On this week’s Downton Abbey, Lord Robert has been summoned to America by Lady Cora’s brother. It seems that they’ve gotten into some hot water with the oil rig business and need the appearance of dignity provided by their relative, the Earl of Something-Or-Other. And where Lord Robert goes, so goes his Valet, Mr. Bates. But it’s a very delicate time for Bates and Anna, and at the urging of Mrs. Hughes via Lady Mary, Robert decides to leave Bates behind and take Jonathan as his replacement. Whew! And, oh boy. This should get interesting.
The Dowager Countess is feeling quite ill, almost unable to see her son, Robert, off on his journey to America. But don’t count her out just yet, as she summons enough energy for one final quip: Goodbye my dear. Try not to let those Yankees drive you mad. When Mrs. Crawley checks on her later that night, the Countess’s condition has deteriorated. The doctor diagnoses her with bronchitis, and Mrs. Crawley volunteers to stay by her side until she is better. Oh, poor Countess. Might as well sentence her to death.
Lady Edith’s near-German signed in at his hotel in Munich, then went out for dinner and never came back. This requires Edith to take a trip to London to…I don’t know, find out more about what might have happened somewhere totally not in London? Rose wants to go with her, but Cora is not pleased since Rose has not yet been presented. But who can say no to Rose?
Now that Lady Mary knows about Anna, she’s all sorts of nosy about finding the man who attacked her. “M’Lady, I don’t mind your knowing…but I can’t talk about it.” These Brits, so…stoic!

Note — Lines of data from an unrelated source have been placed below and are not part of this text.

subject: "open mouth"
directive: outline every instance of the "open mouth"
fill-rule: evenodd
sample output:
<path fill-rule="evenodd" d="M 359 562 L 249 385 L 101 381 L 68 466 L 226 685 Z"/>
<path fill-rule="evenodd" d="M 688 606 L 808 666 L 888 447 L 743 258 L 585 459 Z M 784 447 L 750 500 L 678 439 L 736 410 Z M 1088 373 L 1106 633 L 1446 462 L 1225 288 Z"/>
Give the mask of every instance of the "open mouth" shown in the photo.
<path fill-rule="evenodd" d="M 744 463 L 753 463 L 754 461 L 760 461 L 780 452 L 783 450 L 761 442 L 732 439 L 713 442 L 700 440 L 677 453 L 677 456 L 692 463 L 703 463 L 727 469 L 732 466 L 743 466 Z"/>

In her delirious state, the Dowager Countess tells the doctor that she wants a new nurse because this one (Mrs. Crawley) talks too much, “like a drunken vicar.” The next day, the Countess is hungry for toast, which is a good sign. She begs the doctor to get Mrs. Crawley the heck out of there, but he reminds her that Mrs. Crawley stayed by her side all night so the Countess should at least resemble something close to nice, if not grateful.
When Rose and Edith get to London, Rose takes off to row boats with her jazz singer (that is not a euphemism, they actually loll about in a rowboat). Edith confides in her aunt about the pregnancy and tells her that she wants to get rid of the baby. But her aunt says that they will take care of her “charming bastard” baby. But Edith knows what’s best for her life, so her aunt agrees to go with her. At the last minute, Edith flees the doctor’s office.

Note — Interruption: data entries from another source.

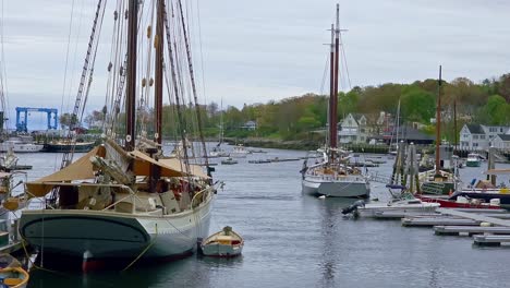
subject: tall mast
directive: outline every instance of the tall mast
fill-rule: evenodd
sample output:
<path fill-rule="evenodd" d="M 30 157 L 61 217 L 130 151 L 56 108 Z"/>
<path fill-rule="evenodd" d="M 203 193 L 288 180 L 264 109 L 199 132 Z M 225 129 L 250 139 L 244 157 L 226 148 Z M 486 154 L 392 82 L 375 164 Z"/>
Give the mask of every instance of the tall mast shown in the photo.
<path fill-rule="evenodd" d="M 135 104 L 136 104 L 136 39 L 137 39 L 138 0 L 130 0 L 127 21 L 127 77 L 125 91 L 125 146 L 133 151 L 135 146 Z"/>
<path fill-rule="evenodd" d="M 329 52 L 329 146 L 332 147 L 333 139 L 336 139 L 336 124 L 333 124 L 333 107 L 335 107 L 335 24 L 331 24 L 331 45 Z"/>
<path fill-rule="evenodd" d="M 437 110 L 436 110 L 436 175 L 439 175 L 439 144 L 441 141 L 441 65 L 439 65 L 439 82 L 437 88 Z"/>
<path fill-rule="evenodd" d="M 340 4 L 337 3 L 337 26 L 335 28 L 335 95 L 332 97 L 333 107 L 332 111 L 332 127 L 335 129 L 335 136 L 331 139 L 331 147 L 337 147 L 337 115 L 338 115 L 338 71 L 339 71 L 339 50 L 340 50 Z"/>
<path fill-rule="evenodd" d="M 453 100 L 453 154 L 457 151 L 457 99 Z"/>
<path fill-rule="evenodd" d="M 163 73 L 163 0 L 158 0 L 157 21 L 156 21 L 156 65 L 155 65 L 155 91 L 154 108 L 156 110 L 154 142 L 161 144 L 161 123 L 162 123 L 162 73 Z"/>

There are new guests at the Abbey—pigs! Lots and lots of pigs! And they’re dehydrated because they have kicked over the water troth. “Shall I fetch the pig man?” No, Lady Mary. You should not fetch the pig man, you should fetch the pigs their water. She spends the evening with Mr. Blake, slopping around in mud, hydrating a herd of pigs. And that is how all true romances begin.

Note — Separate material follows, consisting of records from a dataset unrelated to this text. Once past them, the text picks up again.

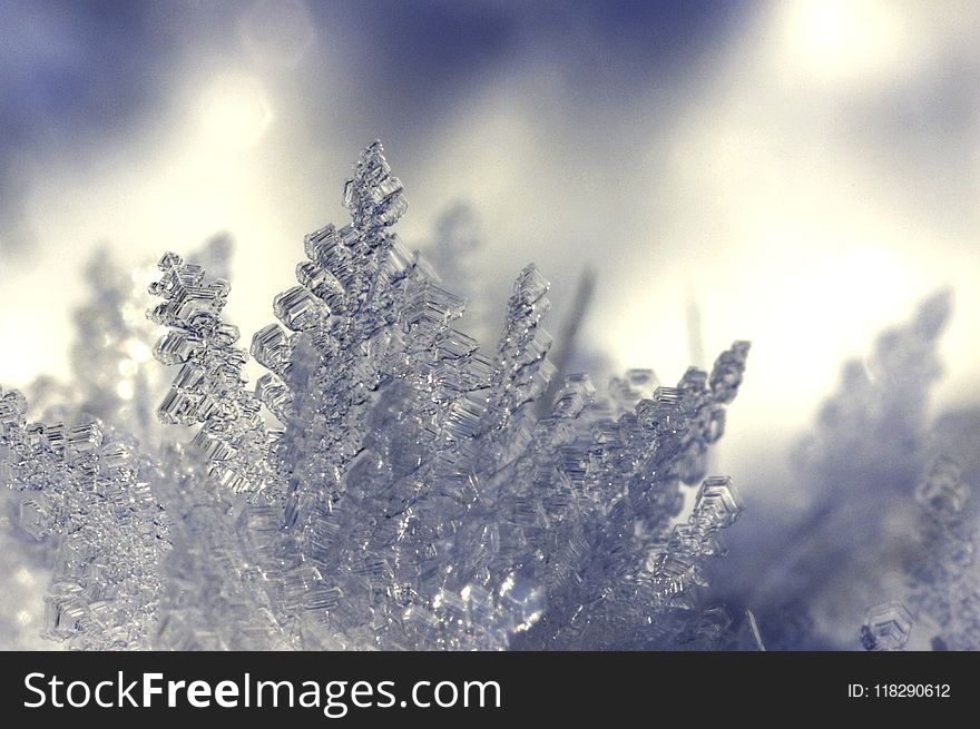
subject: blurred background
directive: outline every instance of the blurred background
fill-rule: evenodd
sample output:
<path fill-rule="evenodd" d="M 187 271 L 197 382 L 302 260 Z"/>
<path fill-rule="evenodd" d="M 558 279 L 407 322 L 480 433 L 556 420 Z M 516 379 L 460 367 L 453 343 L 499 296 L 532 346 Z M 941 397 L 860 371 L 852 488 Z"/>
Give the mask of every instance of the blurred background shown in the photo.
<path fill-rule="evenodd" d="M 227 312 L 265 325 L 378 138 L 405 243 L 471 238 L 447 286 L 484 337 L 533 260 L 556 335 L 595 277 L 572 364 L 672 384 L 751 339 L 714 466 L 778 513 L 842 363 L 943 287 L 928 406 L 978 400 L 978 30 L 954 0 L 0 0 L 0 383 L 70 382 L 100 245 L 227 231 Z"/>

Mr. Gillingham visits the Abbey, to try and woo Lady Mary just one more time before he gets married. And that means his rapey Valet is in the kitchen. Mrs. Hughes gives him more than a piece of her mind. He claims that he and Anna were drunk that night, but she will hear none of it. You go girl! And at dinner that night, Mr. Bates looks like he’s already put the pieces together, and is in search of just the right utensil to chop them all to bits.